Introduction
This data science project analyzes Super Bowl TV ratings data. The purpose is to gain insight into the following questions:
1. What are the most extreme game outcomes?
2. How does the game affect television viewership?
3. How have viewership, TV ratings, and ad cost evolved over time?
We will briefly discuss the data, tools & methodologies before diving into analyzing the Super Bowl TV ratings data.
Data
The data used in this project was scraped and curated from Wikipedia. The data set is comprised of 3 CSV files:
1. Super Bowl game data – superbowls.csv
2. TV data – tv.csv
3. Halftime musician data – halftime_musicians.csv
In assessing the data set, there were some issues with missing data, however, we were able to focus the analysis around areas where the data was whole. Summaries of the data, notes on the data set issues, and code are available in Appendix for those that want to take a deeper dive into the technical details.
Tools & Methodologies
Python was used for this project including the following packages:
– Pandas to analyze the data
– Matplotlib & Seaborn to visualize the data
Analysis & Insights
1. What are the most extreme game outcomes?
Let’s start by looking at combined points for each Super Bowl by visualizing the distribution. Let’s also pinpoint the Super Bowls with the highest and lowest scores.
Distribution of Combined Scores
Most combined scores are around 40-50 points, with the extremes being roughly equal distance away in opposite directions.
Highest Combined Points
Date | Super Bowl | Combined Points | Winning Team | Winning Pts | Losing Team | Losing Pts | |
1995-01-29 | 29 | 75 | San Francisco 49ers | 49 | San Diego Chargers | 26 | |
2018-02-04 | 52 | 74 | Philadelphia Eagles | 41 | New England Patriots | 33 |
The two highest highest combined scores are 75 and 74 from Super Bowls 29 and 52 respectively. Each of these two games featured dominant quarterback performances. One of the highest scoring games happened recently in 2018 when the underdog Philadelphia Eagles, led by Nick Foles, beat Tom Brady’s New England Patriots 41-33.
Lowest Combined Points
Date | Super Bowl | Combined Points | Winning Team | Winning Pts | Losing Team | Losing Pts |
1973-01-14 | 7 | 21 | Miami Dolphins | 14 | Washington Redskins | 7 |
1975-01-12 | 9 | 22 | Pittsburgh Steelers | 16 | Minnesota Vikings | 6 |
1969-01-12 | 3 | 23 | New York Jets | 16 | Baltimore Colts | 7 |
The lowest combined scores occurred in Super Bowl 3 and 7, which featured tough defenses that dominated. In 1975, Super Bowl 9’s 16-6 low score can be attributed to inclement weather. The field was slick from overnight rain, and it was cold at 46 °F (8 °C), making it hard for the Pittsburgh Steelers and Minnesota Vikings to do much offensively.

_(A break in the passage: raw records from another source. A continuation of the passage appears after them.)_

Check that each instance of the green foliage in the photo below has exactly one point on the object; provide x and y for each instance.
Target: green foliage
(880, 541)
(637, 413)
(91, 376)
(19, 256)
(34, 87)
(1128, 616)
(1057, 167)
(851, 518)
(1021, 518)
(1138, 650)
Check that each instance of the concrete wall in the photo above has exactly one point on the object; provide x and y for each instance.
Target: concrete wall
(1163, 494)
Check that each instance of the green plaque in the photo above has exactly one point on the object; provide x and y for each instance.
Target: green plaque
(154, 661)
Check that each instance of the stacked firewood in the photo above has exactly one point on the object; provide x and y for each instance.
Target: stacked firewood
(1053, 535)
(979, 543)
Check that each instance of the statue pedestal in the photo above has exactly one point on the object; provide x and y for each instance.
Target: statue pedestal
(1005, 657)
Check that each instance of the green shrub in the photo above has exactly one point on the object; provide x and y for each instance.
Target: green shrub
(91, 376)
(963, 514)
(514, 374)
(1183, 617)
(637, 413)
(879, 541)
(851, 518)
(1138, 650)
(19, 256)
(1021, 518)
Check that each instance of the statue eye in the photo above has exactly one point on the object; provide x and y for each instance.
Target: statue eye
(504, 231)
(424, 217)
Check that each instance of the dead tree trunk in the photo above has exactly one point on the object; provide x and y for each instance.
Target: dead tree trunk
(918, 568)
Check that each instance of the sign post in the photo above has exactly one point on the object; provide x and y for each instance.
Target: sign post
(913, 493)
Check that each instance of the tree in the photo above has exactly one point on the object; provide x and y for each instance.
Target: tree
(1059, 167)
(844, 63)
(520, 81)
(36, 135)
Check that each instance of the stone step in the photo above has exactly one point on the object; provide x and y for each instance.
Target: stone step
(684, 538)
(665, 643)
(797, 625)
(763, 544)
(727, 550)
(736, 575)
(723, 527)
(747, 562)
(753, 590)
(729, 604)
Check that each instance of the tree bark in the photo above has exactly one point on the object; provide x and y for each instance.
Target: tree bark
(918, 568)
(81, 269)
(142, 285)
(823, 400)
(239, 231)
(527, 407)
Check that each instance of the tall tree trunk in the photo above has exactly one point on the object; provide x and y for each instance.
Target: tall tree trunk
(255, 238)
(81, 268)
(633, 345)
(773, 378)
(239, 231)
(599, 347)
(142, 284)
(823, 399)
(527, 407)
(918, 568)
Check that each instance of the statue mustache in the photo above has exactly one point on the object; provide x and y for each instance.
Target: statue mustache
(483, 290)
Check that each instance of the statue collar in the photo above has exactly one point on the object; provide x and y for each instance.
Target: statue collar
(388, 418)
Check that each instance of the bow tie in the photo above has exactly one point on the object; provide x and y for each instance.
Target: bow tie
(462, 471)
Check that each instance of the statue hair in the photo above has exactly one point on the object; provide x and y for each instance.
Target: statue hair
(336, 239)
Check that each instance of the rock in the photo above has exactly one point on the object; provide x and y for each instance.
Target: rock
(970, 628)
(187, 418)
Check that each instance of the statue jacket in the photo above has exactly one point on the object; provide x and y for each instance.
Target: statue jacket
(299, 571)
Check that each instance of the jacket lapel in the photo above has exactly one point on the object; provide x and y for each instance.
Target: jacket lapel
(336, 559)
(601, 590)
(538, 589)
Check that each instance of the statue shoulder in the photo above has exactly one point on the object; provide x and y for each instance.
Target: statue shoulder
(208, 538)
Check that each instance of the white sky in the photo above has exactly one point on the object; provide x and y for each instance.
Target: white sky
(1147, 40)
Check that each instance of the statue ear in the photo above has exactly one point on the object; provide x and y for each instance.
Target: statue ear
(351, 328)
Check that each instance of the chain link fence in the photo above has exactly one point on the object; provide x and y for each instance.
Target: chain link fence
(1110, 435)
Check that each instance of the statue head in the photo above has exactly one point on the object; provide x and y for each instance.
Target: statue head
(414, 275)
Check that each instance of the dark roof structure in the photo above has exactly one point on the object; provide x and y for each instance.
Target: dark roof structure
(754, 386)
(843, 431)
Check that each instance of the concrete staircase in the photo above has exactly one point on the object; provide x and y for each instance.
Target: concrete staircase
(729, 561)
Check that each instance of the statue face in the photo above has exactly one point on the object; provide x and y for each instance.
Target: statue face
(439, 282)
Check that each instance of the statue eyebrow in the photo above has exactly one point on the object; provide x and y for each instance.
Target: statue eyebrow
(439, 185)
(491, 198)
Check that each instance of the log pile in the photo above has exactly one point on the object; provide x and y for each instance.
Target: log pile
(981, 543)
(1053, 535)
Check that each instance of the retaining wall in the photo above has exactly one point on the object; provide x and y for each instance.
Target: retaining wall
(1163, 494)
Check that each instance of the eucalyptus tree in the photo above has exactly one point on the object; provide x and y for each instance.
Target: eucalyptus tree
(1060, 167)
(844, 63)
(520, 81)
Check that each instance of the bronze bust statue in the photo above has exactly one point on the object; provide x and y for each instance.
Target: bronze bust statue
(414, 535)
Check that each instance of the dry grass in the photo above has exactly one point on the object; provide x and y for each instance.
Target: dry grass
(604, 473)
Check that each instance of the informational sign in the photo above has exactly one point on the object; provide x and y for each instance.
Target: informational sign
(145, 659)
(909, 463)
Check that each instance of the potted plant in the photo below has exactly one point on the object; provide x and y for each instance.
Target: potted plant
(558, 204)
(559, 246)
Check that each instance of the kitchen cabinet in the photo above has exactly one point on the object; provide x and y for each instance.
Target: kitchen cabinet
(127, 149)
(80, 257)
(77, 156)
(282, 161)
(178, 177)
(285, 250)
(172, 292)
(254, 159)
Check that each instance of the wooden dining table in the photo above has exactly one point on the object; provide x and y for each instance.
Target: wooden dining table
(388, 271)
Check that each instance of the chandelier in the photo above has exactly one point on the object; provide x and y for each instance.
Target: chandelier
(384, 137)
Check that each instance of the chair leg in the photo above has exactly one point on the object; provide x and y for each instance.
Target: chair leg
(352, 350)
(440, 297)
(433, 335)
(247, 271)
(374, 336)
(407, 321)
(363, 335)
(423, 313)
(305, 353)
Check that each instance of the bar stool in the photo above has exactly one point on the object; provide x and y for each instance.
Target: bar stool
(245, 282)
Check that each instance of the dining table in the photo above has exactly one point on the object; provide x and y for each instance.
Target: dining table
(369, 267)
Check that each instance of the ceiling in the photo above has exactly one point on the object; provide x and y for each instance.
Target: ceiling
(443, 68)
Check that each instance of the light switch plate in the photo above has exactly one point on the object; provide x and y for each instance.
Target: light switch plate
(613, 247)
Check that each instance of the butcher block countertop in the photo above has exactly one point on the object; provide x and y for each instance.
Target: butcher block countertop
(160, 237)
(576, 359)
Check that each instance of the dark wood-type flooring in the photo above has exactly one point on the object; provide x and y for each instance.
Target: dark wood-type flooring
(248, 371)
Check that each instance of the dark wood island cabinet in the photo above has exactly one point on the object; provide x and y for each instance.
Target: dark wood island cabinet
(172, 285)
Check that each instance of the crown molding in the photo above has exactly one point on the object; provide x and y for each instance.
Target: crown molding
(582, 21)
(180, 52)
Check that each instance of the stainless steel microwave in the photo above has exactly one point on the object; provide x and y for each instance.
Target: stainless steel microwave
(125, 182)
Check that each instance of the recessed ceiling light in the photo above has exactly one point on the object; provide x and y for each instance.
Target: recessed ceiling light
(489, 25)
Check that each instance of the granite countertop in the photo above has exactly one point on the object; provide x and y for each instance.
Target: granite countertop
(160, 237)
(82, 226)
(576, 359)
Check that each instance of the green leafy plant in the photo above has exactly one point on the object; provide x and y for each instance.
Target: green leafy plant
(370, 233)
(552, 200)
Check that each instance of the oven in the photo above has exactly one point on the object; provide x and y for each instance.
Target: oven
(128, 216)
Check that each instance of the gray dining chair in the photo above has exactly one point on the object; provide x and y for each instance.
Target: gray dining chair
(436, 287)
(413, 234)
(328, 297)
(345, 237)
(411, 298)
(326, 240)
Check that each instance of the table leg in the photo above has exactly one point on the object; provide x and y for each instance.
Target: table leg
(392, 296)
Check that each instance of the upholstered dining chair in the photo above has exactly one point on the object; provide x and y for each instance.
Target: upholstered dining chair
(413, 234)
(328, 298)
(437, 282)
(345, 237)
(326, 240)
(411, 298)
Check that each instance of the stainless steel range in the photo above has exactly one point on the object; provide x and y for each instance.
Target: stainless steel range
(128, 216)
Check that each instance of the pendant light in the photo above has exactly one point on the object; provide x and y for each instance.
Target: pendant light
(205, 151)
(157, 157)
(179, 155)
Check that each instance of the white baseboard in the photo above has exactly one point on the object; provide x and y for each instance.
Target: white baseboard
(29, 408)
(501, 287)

UPDATE: In Super Bowl LIII in 2019, the Patriots and Rams broke the record for the lowest-scoring Super Bowl with a combined score of 16 points (13-3 for the Patriots).
Let’s examine point difference next:
Point Difference
Lowest Margin of Victories
Date | Super Bowl | Margin of Victory | Winning Team | Winning Pts | Losing Team | Losing Pts |
1991-01027 | 25 | 1 | New York Giants | 20 | Buffalo Bills | 19 |
The vast majority of Super Bowls are close games which makes sense since both teams are likely strong since they have made it to the championship game. The closest game ever was Super Bowl 25 in 1991 when the New York Giants defeated the Buffalo Bills by one point.
Highest Margin of Victories
Date | Super Bowl | Margin of Victory | Winning Team | Winning Pts | Losing Team | Losing Pts |
1990-01-28 | 24 | 45 | San Francisco 49ers | 55 | Denver Broncos | 10 |
1986-01-26 | 20 | 36 | Chicago Bears | 46 | New England Patriots | 10 |
1993-01-31 | 27 | 35 | Dallas Cowboys | 52 | Buffalo Bills | 17 |
2014-02-02 | 48 | 35 | Seattle Seahawks | 43 | Denver Broncos | 8 |
The biggest margin of victory was in Super Bowl 24 in 1991 when Hall of Famer Joe Montana led the the San Francisco 49ers to a 55-10 rout over the Denver Broncos.
2. How does the game affect television viewership?
Do large point differences translate to lost viewers? Let’s combine the game data and TV data to find out. We can plot household share (average percentage of U.S. households with a TV in use that were watching for the entire broadcast) vs. point difference to find out.
Point Difference vs TV Ratings
The downward sloping regression line and the 95% confidence interval for that regression suggest that bailing on a game if it is a blowout is common. However, we must take this with a grain of salt because the linear relationship in the data is weak due to our small sample size of 52 games.
3. How have viewership, TV ratings, and ad cost evolved over time?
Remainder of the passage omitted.